O novo sistema de patentes na Europa prevê a criação de um Tribunal Unificado de Patentes (TUP) – um tribunal comum aos Estados-membros contratantes e, portanto, parte do seu sistema judicial – que terá competência exclusiva em matéria de patentes europeias e patentes europeias com efeito unitário, fora da orgânica dos tribunais judiciais nacionais, com juízes internacionais e regras próprias.

O acordo relativo ao TUP foi assinado em 19 de fevereiro de 2013 por 25 Estados-membros, tendo Portugal depositado o seu instrumento de ratificação em 28 de agosto de 2015.

Após alguns anos de impasse, na sequência do ‘brexit’ e de questões de constitucionalidade levantadas na Alemanha, estima-se que o novo sistema europeu de patentes possa entrar em vigor em inícios de 2023.

Entre as principais preocupações do Grupo Português (GP) da AIPPI está o “enorme aumento” dos custos judiciais que resultará da adesão ao sistema; o custo estimado para a economia nacional “não inferior a 115 milhões de euros/ano”; o incremento dos monopólios no mercado nacional; a subida dos custos de licenciamento; o “fim do português como língua de inovação”; e os riscos de perda de competitividade e de deslocalização inerentes.

No que respeita aos custos judiciais, a delegação nacional alerta para que “o acesso ao TUP representará um enorme aumento dos custos para as empresas nacionais, nomeadamente as micro e PME”, já que o regime de taxas oficiais dos processos judiciais — que não era conhecido à data da ratificação nacional deste sistema, em 2015 — “altera profundamente o equilíbrio do sistema e a (im)possibilidade de acesso ao mesmo pelas empresas nacionais”.

“Só em termos de taxas de justiça a pagar, os custos passarão dos atuais 1.224 euros pagos aos tribunais portugueses, por processo, para 31 mil euros pagos ao TUP. Isto significa um incomportável aumento de 2.500%. Em caso de recurso, o valor das novas custas judiciais, passará para 62 mil euros.
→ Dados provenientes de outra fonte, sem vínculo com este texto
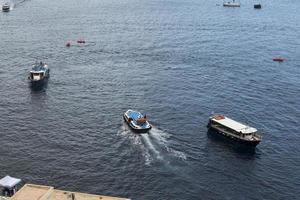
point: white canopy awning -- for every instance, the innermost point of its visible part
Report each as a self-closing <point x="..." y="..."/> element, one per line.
<point x="9" y="182"/>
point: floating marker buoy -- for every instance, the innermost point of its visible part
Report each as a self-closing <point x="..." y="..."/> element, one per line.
<point x="276" y="59"/>
<point x="81" y="41"/>
<point x="257" y="6"/>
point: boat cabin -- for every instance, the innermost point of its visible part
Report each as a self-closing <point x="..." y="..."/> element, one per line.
<point x="36" y="76"/>
<point x="9" y="185"/>
<point x="229" y="125"/>
<point x="39" y="72"/>
<point x="5" y="7"/>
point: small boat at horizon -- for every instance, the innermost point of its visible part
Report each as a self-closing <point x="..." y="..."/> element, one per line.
<point x="233" y="130"/>
<point x="39" y="73"/>
<point x="232" y="3"/>
<point x="137" y="121"/>
<point x="5" y="7"/>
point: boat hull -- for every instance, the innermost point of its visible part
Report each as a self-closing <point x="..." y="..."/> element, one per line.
<point x="231" y="5"/>
<point x="228" y="137"/>
<point x="136" y="130"/>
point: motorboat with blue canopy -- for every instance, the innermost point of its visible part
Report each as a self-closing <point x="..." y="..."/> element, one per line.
<point x="137" y="121"/>
<point x="39" y="73"/>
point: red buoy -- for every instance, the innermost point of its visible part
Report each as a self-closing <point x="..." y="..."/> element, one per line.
<point x="276" y="59"/>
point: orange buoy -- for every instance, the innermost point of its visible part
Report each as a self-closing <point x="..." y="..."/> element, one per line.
<point x="277" y="59"/>
<point x="81" y="41"/>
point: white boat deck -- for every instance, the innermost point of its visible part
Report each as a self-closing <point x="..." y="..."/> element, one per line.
<point x="234" y="125"/>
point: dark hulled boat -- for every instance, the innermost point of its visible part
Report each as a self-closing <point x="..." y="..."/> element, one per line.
<point x="233" y="130"/>
<point x="136" y="121"/>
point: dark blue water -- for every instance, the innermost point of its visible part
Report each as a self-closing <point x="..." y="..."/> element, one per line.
<point x="178" y="61"/>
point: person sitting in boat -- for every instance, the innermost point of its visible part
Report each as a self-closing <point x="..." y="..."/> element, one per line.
<point x="141" y="120"/>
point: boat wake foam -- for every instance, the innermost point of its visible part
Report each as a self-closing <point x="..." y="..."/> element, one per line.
<point x="154" y="145"/>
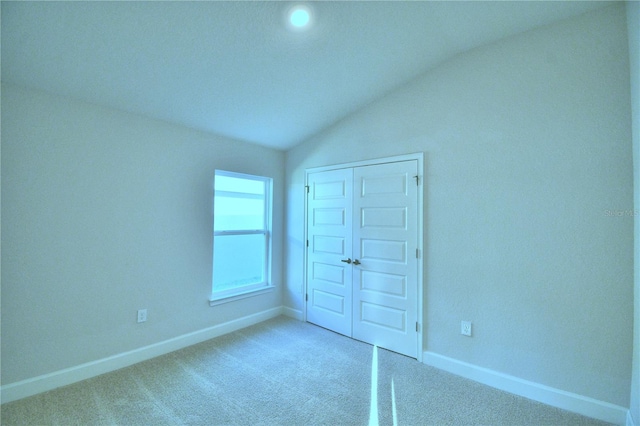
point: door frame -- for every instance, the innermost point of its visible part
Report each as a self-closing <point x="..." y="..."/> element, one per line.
<point x="419" y="157"/>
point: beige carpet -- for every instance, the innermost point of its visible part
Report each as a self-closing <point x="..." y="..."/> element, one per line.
<point x="280" y="372"/>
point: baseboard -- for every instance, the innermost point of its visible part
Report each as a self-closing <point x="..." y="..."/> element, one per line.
<point x="292" y="313"/>
<point x="46" y="382"/>
<point x="555" y="397"/>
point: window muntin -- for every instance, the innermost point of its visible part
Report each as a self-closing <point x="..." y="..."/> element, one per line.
<point x="242" y="222"/>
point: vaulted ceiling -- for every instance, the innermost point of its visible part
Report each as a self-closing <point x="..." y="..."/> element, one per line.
<point x="236" y="68"/>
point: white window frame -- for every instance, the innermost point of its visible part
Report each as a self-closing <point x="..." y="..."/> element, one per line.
<point x="254" y="289"/>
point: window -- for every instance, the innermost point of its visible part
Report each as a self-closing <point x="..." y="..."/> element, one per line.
<point x="241" y="234"/>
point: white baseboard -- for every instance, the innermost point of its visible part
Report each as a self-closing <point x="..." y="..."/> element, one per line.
<point x="586" y="406"/>
<point x="292" y="313"/>
<point x="46" y="382"/>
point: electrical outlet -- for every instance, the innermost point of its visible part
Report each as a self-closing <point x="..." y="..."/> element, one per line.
<point x="465" y="328"/>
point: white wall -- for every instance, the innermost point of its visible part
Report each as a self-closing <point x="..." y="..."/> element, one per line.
<point x="633" y="28"/>
<point x="527" y="154"/>
<point x="104" y="213"/>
E, em caso de perder o processo, terá de pagar as taxas de justiça da parte contrária, aumentando os custos, só de taxas judiciais, para 124 mil euros/processo. Estes são valores impossíveis para as PME”, sustenta.

Neste contexto, o GP da AIPPI defende que deve “ser redefinido o modelo de participação de Portugal, ponderando uma não entrada em vigor do novo sistema até um momento mais oportuno e adequado aos interesses das empresas nacionais”.

“Nesse sentido — sustenta — deveria ser criado um grupo de trabalho, envolvendo várias entidades, que estudasse, de forma mais atual, os impactos para as empresas nacionais e fosse incumbido de apresentar, em simultâneo, medidas que permitissem preparar as PME para o sistema e um calendário mais favorável para a entrada em vigor do mesmo em Portugal, num período não inferior a cinco/seis anos”.

Em declarações à agência Lusa, o presidente do GP da AIPPI, Gonçalo Sampaio, avançou que “países como Espanha, Polónia, Hungria, Eslováquia e Croácia, além do Reino Unido, fruto do ‘brexit’, já fizeram saber que não irão aderir ao sistema, em defesa dos interesses económicos das suas empresas”.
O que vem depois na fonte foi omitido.